The crow, which was immobile while the two women grieved, caws and spreads its wings. The two mothers watch as it flies away towards the horizon.

== Themes ==

=== Superstition ===
The short story relies heavily on symbols, namely that of traditional medicine and tradition to condemn the woes of a world that relies on superstitious values rather than embracing the virtues of modernization. To Lu, the persistence of such superstitious traditions is due to of ignorance as well as their persistent use by malevolent charlatans to profit off of this lack of knowledge. The use of the fallen revolutionary's blood to strengthen Little Chuan's weakening body symbolizes an attempt to "preserve vitality"; when the cure fails, it demonstrates that this is not enough to better the woes present in Chinese society. Lu believes that modernization of thought and practices could be achieved through literature. Through the theme of superstition, Lu aims to demonstrate that the only real path to a better future is the one offered by modern medicine and revolutionary thought, rather than tradition.

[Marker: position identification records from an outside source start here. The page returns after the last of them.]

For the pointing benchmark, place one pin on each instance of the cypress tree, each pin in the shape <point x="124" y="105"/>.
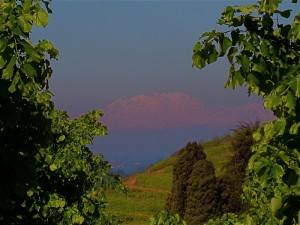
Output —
<point x="202" y="197"/>
<point x="183" y="167"/>
<point x="230" y="184"/>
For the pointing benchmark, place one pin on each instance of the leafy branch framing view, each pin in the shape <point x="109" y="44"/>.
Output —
<point x="50" y="176"/>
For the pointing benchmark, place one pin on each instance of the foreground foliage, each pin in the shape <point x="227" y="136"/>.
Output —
<point x="264" y="54"/>
<point x="48" y="174"/>
<point x="183" y="167"/>
<point x="230" y="184"/>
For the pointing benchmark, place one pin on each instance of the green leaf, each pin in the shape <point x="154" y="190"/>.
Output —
<point x="277" y="171"/>
<point x="253" y="81"/>
<point x="294" y="128"/>
<point x="295" y="29"/>
<point x="272" y="101"/>
<point x="237" y="78"/>
<point x="285" y="13"/>
<point x="48" y="158"/>
<point x="61" y="138"/>
<point x="198" y="61"/>
<point x="8" y="71"/>
<point x="30" y="193"/>
<point x="40" y="17"/>
<point x="225" y="44"/>
<point x="259" y="67"/>
<point x="2" y="62"/>
<point x="29" y="70"/>
<point x="276" y="204"/>
<point x="33" y="52"/>
<point x="53" y="167"/>
<point x="295" y="85"/>
<point x="290" y="177"/>
<point x="24" y="24"/>
<point x="284" y="156"/>
<point x="77" y="219"/>
<point x="15" y="81"/>
<point x="290" y="100"/>
<point x="3" y="44"/>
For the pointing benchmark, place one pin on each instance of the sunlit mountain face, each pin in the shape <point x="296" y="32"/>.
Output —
<point x="145" y="129"/>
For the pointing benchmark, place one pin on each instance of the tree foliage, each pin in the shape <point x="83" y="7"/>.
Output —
<point x="230" y="183"/>
<point x="202" y="197"/>
<point x="48" y="174"/>
<point x="183" y="168"/>
<point x="264" y="55"/>
<point x="166" y="218"/>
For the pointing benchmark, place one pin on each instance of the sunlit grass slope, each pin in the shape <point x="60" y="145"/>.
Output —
<point x="148" y="191"/>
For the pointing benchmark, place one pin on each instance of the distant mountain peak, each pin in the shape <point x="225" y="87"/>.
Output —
<point x="174" y="110"/>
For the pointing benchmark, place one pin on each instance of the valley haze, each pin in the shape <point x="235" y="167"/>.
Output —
<point x="147" y="128"/>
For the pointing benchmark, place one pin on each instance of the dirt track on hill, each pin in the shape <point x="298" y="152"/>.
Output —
<point x="131" y="183"/>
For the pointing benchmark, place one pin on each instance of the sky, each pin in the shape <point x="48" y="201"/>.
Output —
<point x="132" y="59"/>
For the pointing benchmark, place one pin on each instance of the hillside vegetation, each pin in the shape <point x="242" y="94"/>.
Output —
<point x="148" y="191"/>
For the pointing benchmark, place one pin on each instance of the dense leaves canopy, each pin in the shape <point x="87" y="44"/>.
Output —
<point x="183" y="167"/>
<point x="48" y="174"/>
<point x="264" y="55"/>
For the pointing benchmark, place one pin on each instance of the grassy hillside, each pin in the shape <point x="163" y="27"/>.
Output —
<point x="147" y="192"/>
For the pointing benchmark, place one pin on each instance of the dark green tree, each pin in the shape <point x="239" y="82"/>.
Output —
<point x="230" y="183"/>
<point x="202" y="198"/>
<point x="183" y="168"/>
<point x="263" y="49"/>
<point x="48" y="175"/>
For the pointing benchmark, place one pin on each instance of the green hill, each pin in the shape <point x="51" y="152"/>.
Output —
<point x="147" y="192"/>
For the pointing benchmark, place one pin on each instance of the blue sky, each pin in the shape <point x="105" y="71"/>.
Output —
<point x="119" y="49"/>
<point x="113" y="50"/>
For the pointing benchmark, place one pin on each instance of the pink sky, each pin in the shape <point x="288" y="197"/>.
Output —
<point x="176" y="110"/>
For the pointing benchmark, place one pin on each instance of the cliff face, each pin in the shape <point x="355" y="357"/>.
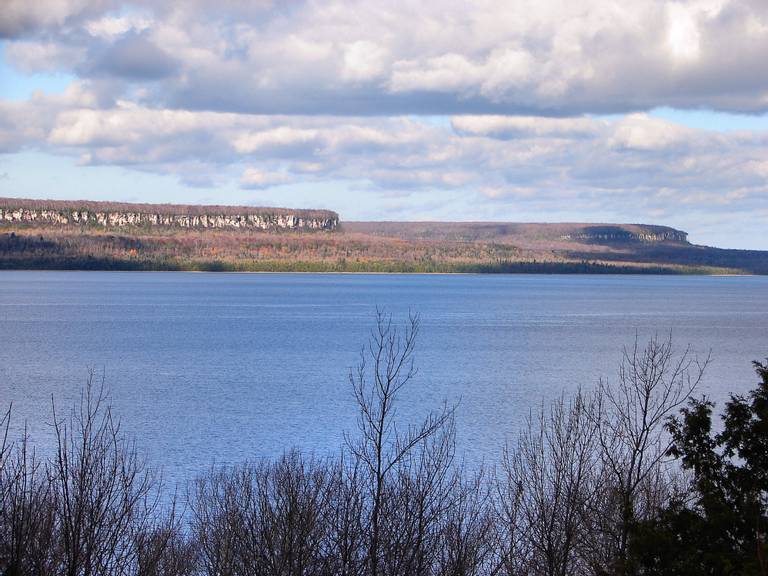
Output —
<point x="107" y="215"/>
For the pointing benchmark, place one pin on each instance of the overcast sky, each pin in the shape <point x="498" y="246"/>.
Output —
<point x="527" y="110"/>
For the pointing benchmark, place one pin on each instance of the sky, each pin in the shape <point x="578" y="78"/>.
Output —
<point x="647" y="111"/>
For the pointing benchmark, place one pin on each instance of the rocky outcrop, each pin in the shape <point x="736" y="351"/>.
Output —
<point x="107" y="215"/>
<point x="617" y="234"/>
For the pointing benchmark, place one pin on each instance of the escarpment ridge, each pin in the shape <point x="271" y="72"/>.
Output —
<point x="46" y="234"/>
<point x="87" y="213"/>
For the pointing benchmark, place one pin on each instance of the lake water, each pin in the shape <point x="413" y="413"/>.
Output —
<point x="224" y="367"/>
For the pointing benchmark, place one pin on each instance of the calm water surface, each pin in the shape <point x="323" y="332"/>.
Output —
<point x="224" y="367"/>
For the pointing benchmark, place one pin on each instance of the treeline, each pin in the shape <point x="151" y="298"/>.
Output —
<point x="284" y="252"/>
<point x="627" y="478"/>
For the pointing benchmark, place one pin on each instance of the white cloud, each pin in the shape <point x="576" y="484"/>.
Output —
<point x="253" y="178"/>
<point x="542" y="57"/>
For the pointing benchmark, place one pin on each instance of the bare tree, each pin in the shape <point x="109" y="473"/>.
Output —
<point x="385" y="452"/>
<point x="546" y="483"/>
<point x="629" y="415"/>
<point x="466" y="543"/>
<point x="27" y="522"/>
<point x="104" y="492"/>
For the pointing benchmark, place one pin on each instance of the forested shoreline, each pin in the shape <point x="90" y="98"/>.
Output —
<point x="634" y="475"/>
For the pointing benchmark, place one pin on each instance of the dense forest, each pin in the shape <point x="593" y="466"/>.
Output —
<point x="82" y="235"/>
<point x="631" y="476"/>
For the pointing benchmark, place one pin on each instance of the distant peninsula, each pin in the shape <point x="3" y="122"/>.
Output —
<point x="88" y="235"/>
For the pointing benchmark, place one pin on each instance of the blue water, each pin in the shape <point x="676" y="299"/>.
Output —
<point x="224" y="367"/>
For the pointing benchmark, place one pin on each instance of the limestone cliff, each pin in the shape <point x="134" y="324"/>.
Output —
<point x="114" y="215"/>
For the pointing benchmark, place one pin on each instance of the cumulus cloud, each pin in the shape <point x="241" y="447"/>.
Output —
<point x="535" y="57"/>
<point x="548" y="99"/>
<point x="586" y="162"/>
<point x="253" y="179"/>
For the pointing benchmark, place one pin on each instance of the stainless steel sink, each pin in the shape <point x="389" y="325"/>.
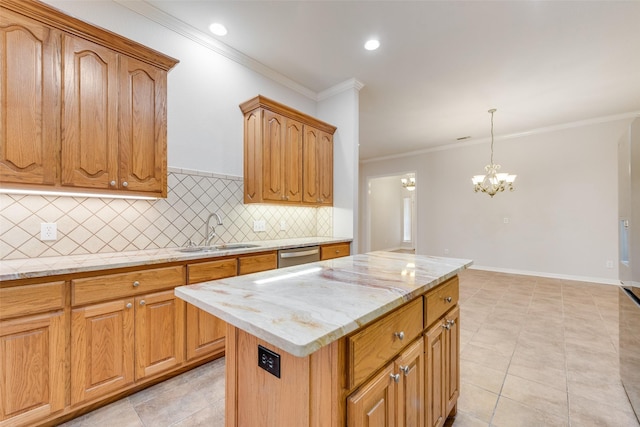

=== Search for meaning ===
"Medicine" is an investigation of human nature as well as a critique of "Chinese conception of Man". Lu creates characters that are emblematic of the different kinds of individuals he identifies within Chinese society, and explores their respective subjectivities while inquiring as to their conception of the self and their place in modern China. He aims to unearth the implications of the human condition and how it affects these individuals' identities. For the writer, traditional portrayals and conceptions of man are incompatible with modernity. He thus aims to popularize a conception of Man that is viable in modern times. Lu Hsun ultimately views human nature as absurd and as failing to provide any kind of meaning.

=== Cannibalism ===
The consumption of another's blood is reported by the characters of "Medicine" as being able to treat Little Chuan's ills by imbuing him with the fallen revolutionary's life force. Revolutionaries used blood to heal the suffering of society, but the nation healed its own son with the blood of a revolutionary. As a revolutionary writer, Lu used this sad story to cure people's ignorant and numb spirit and thought. The image of the executed prisoner being fed to another is used by Lu to evoke the oppressiveness of Chinese society and its exploitation of the members who are part of its society. It is a sort of state sanctioned instance of cannibalism, where man feeds upon man and stunts the nation's growth. This is why revolutionary ideas are key to Lu: old, traditional institutions are portrayed in this story as feeding on younger, more modern thought processes that are trying to emerge. In order for the nation to grow, antiquated notions (including traditional conceptions of illness and health) must be disposed of and replaced by modern conceptions of being. Lu hoped that people would wake up and embrace the changes of times rather than become numb.

== Legacy ==
While amongst the shortest stories presented in the collection, "Medicine"'s concern with modernizing Chinese thought and conceptions of the world is emblematic of Call to Arms as whole. Lu's stylistic choices-namely his critique of traditional conceptions of man, health, and sickness, as well as the solution he found in modernity-has had a lasting impact on his contemporaries, as well as on later Chinese writers.